The items were found by Yorkshire Water whilst it was installing a three-mile long sewer pipe from Bagby to its waste water treatment works at Sowerby, Thirsk.
The project, which is being completed on the company’s behalf by Mott McDonald Bentley, commenced in August this year and is part of a wider programme of environmental improvements to enhance the quality of water that is discharged from some of its waste water treatment works.
Yorkshire Water is investing £70m to improve the water that is returned to the environment to meet new environmental targets on phosphorus removal. The company is improving 196km of water courses throughout the county.
The new sewer pipeline will mean that Bagby sewage plant can be decommissioned with the village’s sewage waste treated in Thirsk instead. Thirsk waste water treatment works is located off Sandholmes Lane in Sowerby and is soon to undergo an upgrade too.
The MP was also shown how the company is avoiding 2-way traffic lights on the A19 near to Bagby to avoid traffic congestion on this busy road. They have excavated two deep holes in the fields adjacent to the highway and will drill under the road and then install the pipe connecting up to the pipe leading to the waste water treatment works.
Emily Brady from Yorkshire Water, said: “This investment shows our commitment to improving water treatment and helping the environment. These investments will have a profound effect on improving our processes.”
Kevin Hollinrake added: “I was very interested to see first-hand the investment being made in water treatment in North Yorkshire.
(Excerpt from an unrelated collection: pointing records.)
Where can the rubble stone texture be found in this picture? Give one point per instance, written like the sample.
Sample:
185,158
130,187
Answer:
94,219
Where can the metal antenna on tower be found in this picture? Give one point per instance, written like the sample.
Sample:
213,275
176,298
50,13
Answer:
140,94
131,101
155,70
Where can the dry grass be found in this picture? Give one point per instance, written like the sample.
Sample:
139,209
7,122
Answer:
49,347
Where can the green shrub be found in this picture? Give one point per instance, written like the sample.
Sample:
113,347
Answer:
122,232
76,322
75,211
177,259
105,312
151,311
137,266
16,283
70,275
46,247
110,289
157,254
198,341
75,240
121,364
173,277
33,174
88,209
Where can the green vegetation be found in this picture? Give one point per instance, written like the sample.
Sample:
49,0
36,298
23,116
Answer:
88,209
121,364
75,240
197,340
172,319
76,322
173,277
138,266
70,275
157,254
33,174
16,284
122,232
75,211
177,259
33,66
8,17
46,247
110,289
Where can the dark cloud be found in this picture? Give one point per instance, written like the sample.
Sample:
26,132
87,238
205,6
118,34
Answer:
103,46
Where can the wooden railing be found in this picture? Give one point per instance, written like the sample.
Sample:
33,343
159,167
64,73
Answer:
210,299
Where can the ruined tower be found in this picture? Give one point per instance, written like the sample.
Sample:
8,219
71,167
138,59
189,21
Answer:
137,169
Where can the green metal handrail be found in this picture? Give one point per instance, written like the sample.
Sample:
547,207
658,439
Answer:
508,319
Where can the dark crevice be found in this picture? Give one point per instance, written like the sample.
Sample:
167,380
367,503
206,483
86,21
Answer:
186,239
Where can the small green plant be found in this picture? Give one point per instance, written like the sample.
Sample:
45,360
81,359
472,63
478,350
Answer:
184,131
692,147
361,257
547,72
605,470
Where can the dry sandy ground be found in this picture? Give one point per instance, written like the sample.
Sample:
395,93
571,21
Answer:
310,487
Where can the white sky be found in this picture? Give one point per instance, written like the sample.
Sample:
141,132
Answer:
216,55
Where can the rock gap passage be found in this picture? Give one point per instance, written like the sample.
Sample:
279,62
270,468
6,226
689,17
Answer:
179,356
It was particularly pleasing to see that drainage and sewage works are being future proofed to take into account predicted housing and population growth up till 2030. It is hugely important that we deliver infrastructure at the same time as this growth is actually happening, rather than fire-fighting when capacity is exceeded. We also need to take the same approach for other vital services, such as health and transport.”